Nevertheless, transitions lead one to reflect on all the good things we are leaving behind. I’ve been thinking about other transitions from my life, and thought I should perhaps reflect on this closing era for me.
I remember vividly my first day at the Morton. I was adjusting to my new life in Athens, after living here for maybe a month. I was frustrated because I missed Centrepointe quite a bit, and hadn’t felt especially welcomed or at home in any of the churches I visited, though I did see places I could perhaps use the gifts I had developed in college, which was important to me. The only reason I went to the Morton at all was that a friend suggested it. I didn’t see myself in such a large congregation or such a rock-toned service. Within a week, though, I knew that God had prepared a place for me here. For one thing, it was the last week of the band’s violin player, Andre. I talked to Julie after church about playing and singing, and I got an email a few days later asking me to participate in an offertory. Even though I arrived alone and sat toward the edge, several people were very welcoming to me. I know that this hasn’t been everyone’s experience in this service, but it was a clear signal to me that this was my place.
Since then I’ve rarely missed a Sunday playing with some of the best musicians I have ever been around. I’ve learned a lot about the Christian life from the people I’ve met at the morton. A lot of those things have surprised me.

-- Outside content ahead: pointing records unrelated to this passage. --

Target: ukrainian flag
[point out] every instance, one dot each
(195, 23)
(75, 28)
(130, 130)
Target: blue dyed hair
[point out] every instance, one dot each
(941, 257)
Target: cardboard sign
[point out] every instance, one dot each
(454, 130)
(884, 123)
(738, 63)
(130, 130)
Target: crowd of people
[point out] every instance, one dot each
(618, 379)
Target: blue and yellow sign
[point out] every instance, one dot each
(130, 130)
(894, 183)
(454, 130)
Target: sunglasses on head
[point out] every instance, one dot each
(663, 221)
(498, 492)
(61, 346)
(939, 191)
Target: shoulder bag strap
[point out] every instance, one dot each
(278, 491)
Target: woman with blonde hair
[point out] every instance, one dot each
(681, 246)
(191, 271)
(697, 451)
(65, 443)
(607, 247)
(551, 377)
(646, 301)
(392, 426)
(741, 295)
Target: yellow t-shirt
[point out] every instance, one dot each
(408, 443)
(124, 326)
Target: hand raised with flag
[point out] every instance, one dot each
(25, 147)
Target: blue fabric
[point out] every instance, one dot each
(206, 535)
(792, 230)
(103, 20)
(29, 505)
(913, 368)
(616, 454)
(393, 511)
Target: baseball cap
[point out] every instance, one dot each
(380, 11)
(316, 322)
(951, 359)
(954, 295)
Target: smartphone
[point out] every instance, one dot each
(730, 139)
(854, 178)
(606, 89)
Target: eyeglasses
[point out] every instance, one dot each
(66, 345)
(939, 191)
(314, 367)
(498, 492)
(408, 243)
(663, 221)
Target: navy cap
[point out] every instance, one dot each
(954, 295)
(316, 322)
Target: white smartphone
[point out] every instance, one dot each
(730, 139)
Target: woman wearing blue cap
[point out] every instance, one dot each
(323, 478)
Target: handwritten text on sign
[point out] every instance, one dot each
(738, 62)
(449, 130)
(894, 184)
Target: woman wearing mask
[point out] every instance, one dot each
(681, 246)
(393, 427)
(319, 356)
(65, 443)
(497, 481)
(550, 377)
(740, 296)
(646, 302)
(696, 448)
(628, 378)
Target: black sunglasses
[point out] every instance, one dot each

I know that none of these things are changing in our new space, but the old theatre was special because it was the site of these important relationships that helped me acclimate to my current stage of life in the south.
Our first service in our new space had a feeling of excitement and community. I could see the people, and there was space for us all to hang around afterwards. I have really missed feeling like that fellowship time was encouraged. I can’t wait to see what God has in store for us in the upcoming years. God has really shown me through this church, and through my previous church homes that there will always be a place for me wherever I move. None of these places are perfect, but they are all beautiful.